A few years ago, I had a similar realization that much of my output had become devoted to the patron who was driving us most insane back then, the man known as Parka. Rather than continuing to devote the majority of my blog output to chronicling his annoying behavior, I decided to just let readers take it as a given that he was continuing to behave annoyingly and just not write about it anymore. Of course, there was still the occasional incident that deserved chronicling, but by and large I left him out. And not terribly long after I stopped writing about him, he went into a self-imposed exile from our branch after figuratively showing his ass one day.

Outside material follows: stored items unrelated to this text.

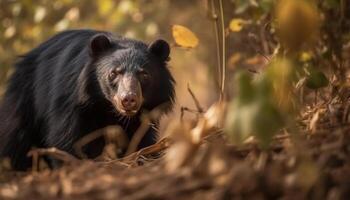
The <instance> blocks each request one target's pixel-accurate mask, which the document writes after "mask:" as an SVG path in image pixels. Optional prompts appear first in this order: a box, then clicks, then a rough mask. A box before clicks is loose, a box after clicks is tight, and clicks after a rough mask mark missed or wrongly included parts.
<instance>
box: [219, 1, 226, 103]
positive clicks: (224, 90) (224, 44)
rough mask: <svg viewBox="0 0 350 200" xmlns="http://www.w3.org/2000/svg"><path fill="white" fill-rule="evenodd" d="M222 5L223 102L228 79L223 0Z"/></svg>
mask: <svg viewBox="0 0 350 200" xmlns="http://www.w3.org/2000/svg"><path fill="white" fill-rule="evenodd" d="M219 4H220V16H221V32H222V69H221V72H222V75H221V94H220V100H223V95H224V91H225V78H226V37H225V21H224V9H223V6H222V0H220V1H219Z"/></svg>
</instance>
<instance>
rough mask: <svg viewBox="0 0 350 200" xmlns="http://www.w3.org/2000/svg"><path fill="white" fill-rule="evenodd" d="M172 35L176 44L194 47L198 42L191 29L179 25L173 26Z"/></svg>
mask: <svg viewBox="0 0 350 200" xmlns="http://www.w3.org/2000/svg"><path fill="white" fill-rule="evenodd" d="M173 37H174V40H175V42H176V44H177V45H179V46H181V47H185V48H194V47H196V46H197V45H198V42H199V40H198V38H197V36H196V35H195V34H194V33H193V32H192V31H191V30H189V29H188V28H186V27H184V26H181V25H174V26H173Z"/></svg>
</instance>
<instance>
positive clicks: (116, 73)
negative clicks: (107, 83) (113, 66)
mask: <svg viewBox="0 0 350 200" xmlns="http://www.w3.org/2000/svg"><path fill="white" fill-rule="evenodd" d="M116 77H117V72H115V71H111V73H109V79H110V80H114V79H115V78H116Z"/></svg>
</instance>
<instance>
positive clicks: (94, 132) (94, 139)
mask: <svg viewBox="0 0 350 200" xmlns="http://www.w3.org/2000/svg"><path fill="white" fill-rule="evenodd" d="M101 136H103V131H101V129H99V130H97V131H94V132H92V133H90V134H88V135H86V136H84V137H82V138H81V139H80V140H78V141H77V142H76V143H75V144H74V146H73V147H74V150H75V152H76V153H77V155H78V156H79V157H81V158H87V156H86V154H85V153H84V152H83V147H84V146H85V145H87V144H89V143H90V142H92V141H94V140H96V139H97V138H99V137H101Z"/></svg>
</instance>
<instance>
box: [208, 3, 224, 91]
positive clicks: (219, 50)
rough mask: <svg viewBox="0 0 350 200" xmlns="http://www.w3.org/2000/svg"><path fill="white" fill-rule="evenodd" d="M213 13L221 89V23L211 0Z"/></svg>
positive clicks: (217, 64) (210, 16) (216, 52)
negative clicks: (219, 22)
mask: <svg viewBox="0 0 350 200" xmlns="http://www.w3.org/2000/svg"><path fill="white" fill-rule="evenodd" d="M210 4H211V5H210V7H211V13H210V18H211V19H212V20H213V21H214V29H215V40H216V59H217V62H218V63H217V67H216V69H217V73H218V80H217V81H218V83H217V84H218V86H219V90H220V91H221V79H222V78H221V68H222V66H221V57H220V38H219V24H218V15H217V14H216V9H215V4H214V0H211V1H210Z"/></svg>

He eventually returned, like a big, annoying, Michelin Man-parka-clad, bad penny, but within a couple of months had actually left town, seemingly for good. This may yet be more evidence in my theory that the more energy and thoughts you beam toward the Rogues the more power they gain; which is why I never mentioned his ultimate departure here AT ALL, so as not to jinx it. (And let us hope this note doesn't accomplish that.) I guess the lesson to be learned about poop humor is: a little goes a long way, but a lot can stink up the place—kind of like Fred Schneider songs.
So, that said, barring any major newsworthy poo-festivals or stank ho-downs that occur, my official New Year's Resolution for the blog is to let my readership assume that the horrors in our restroom are continuing unabated, though unchronicled. Believe me, I have plenty of material to cover beyond it. (Plus, maybe if I stop obsessing over everyone else's mookystinks, they'll stop leaving them behind for me to find.)
Don't go anywhere just yet, Michelle. I enjoy having thoughtful, honest people such as yourself as readers.
--juice
3 comments:
And isn't there that old saying that whatever people can come up with in their own imaginations is usually more horrifying than the actual reality? Maybe that's also the case with the trials and tribulations of liberry public bathrooms. Happy New Year, Juice! :)
Happy New Year, Juice!
Nothing against academic librarians, I used to be one myself - just saying, public librarians take a lot more interest in the state of the restrooms. Somebody once had a baby in ours, and rare is the week when I don't disturb somebody bathing in the sink.